Education of fathers does not seem to have any influence on the duration of breast-feeding. In this study there is a definite trend for younger mothers to have significantly longer duration of breast-feeding. This is somewhat similar to the study reported from Khartoum [11] where the Urban Elite Group who tended to wean earlier were generally older in age. While a study from Sanaa, on the contrary, indicated a slight trend towards earlier weaning in young mothers [5].
Table 3shows that mothers who chew qat regularly have a higher childhood mortality, but the difference was not significant. Table 4 and Figure 1, show that, among the mothers who chewed qat regularly, the proportion of mothers reporting at least one child death increased progressively as the frequency of qat chewing increased. This association was highly significant (p< 0.005).
Qat Chewing is a social habit widely practiced in Yemen and some countries of the Horne of Africa.

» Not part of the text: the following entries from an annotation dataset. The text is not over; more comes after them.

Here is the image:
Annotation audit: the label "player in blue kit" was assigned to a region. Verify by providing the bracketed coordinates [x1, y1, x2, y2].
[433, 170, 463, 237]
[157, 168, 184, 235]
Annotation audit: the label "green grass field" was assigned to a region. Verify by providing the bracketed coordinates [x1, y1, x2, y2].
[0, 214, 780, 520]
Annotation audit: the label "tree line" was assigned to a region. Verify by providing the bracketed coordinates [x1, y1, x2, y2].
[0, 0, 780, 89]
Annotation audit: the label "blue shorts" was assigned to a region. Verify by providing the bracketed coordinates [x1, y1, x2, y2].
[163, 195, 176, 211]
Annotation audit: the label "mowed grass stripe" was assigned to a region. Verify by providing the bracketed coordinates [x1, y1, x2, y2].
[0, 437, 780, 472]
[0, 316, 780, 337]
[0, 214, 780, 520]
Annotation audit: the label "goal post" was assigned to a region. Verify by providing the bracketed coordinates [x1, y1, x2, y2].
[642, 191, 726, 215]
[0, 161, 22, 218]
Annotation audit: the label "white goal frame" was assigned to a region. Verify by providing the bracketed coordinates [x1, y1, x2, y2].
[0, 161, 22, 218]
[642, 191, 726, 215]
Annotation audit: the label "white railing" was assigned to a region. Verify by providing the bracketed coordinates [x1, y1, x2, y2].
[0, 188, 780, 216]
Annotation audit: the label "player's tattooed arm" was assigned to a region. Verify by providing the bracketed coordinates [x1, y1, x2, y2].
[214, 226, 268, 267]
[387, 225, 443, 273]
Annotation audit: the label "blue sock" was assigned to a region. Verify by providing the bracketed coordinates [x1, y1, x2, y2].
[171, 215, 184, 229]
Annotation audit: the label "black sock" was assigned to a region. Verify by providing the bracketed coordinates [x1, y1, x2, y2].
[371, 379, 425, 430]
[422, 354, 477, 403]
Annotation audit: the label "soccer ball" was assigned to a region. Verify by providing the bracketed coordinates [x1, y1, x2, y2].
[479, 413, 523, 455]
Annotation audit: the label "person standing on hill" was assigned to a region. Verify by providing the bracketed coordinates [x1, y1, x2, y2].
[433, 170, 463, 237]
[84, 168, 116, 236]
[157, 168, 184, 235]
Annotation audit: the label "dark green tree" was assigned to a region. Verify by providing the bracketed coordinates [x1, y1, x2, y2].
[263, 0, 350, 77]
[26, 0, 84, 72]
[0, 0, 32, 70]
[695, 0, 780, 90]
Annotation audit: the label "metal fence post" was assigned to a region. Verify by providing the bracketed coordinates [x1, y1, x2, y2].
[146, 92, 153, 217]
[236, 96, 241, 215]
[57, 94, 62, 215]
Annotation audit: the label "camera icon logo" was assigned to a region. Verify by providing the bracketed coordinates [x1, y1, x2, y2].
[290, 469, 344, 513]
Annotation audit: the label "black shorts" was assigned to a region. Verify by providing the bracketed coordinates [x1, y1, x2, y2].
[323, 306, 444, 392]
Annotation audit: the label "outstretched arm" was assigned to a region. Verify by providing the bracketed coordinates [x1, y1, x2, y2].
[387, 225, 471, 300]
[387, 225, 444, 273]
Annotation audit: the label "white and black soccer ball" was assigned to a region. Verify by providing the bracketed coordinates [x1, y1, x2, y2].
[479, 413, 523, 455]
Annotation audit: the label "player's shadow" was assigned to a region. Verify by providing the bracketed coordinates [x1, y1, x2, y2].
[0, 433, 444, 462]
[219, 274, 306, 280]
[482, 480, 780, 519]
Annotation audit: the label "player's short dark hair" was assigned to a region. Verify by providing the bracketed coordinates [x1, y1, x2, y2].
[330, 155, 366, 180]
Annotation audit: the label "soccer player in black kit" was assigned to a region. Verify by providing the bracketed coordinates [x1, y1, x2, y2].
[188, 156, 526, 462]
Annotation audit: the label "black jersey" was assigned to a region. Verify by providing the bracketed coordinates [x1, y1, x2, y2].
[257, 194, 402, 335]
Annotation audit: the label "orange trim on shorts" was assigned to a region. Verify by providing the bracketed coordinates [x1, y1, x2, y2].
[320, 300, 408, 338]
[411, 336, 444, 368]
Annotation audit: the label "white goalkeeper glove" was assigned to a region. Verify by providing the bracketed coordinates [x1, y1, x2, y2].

Fresh green leaves of the plant Catha edulis are chewed over a period of time for their pleasurable stimulant properties [12]. The active ingredient, cathinone, is an amphetamine-like sympathomimetic amine with central stimulant effects [13]. It is also of interest to note that amphetamines are known to be concentrated in breast-milk [14]. A wide range of local and systemic side effects associated with this habit has been reported [15–16]. These include the development of white keratotic lesions at the site of chewing, insomnia, anorexia, constipation, headache and jaundice. A group of volunteers who were closely observed while chewing qat over a period of three hours showed a significant and progressive rise in blood pressure and heart rate, [12] while other studies reported increased incidence of myocardial infarctions [13].
To the best of our knowledge this is the first report linking maternal qat chewing with increased childhood mortality. Although this was a chance finding in a study primarily designed to investigate child-feeding practices, it is very difficult to ignore this highly significant association. We are not in a position to define the causes for this association. However, as discussed earlier, it has been shown that qat chewing is associated with bouts of high blood pressure probably caused by the amphetamine-like active ingredient in qat. [12] Noting that amphetamine is known to be concentrated in breast-milk [14] and that the active ingredient in qat is an amphetamine like substance, [12.14.16] it may have serious consequenes on the child through that rout. It is also possible those mothers who are so much pre-occupied with qat chewing may neglect their children in pursuit of this time-consuming habit. Further studies are needed to confirm these findings and to identify the underlying aetiology.
Acknowledgement
The authors wish to acknowledge the cooperation of the Ministry of Health in The Republic of Yemen for allowing us to conduct this study in its health facilities. We also acknowledge the strong support given by UNICEF Sana’a.
We wish to express thanks to Mayada and Salma for the long tedious hours they spent entering all the survey data and preparing it for analysis.
Special thanks are due to all mother-baby pairs who endured our numerous questions and patiently cooperated to provide us with this wealth of invaluable information: this study would not have been complete without their cooperation.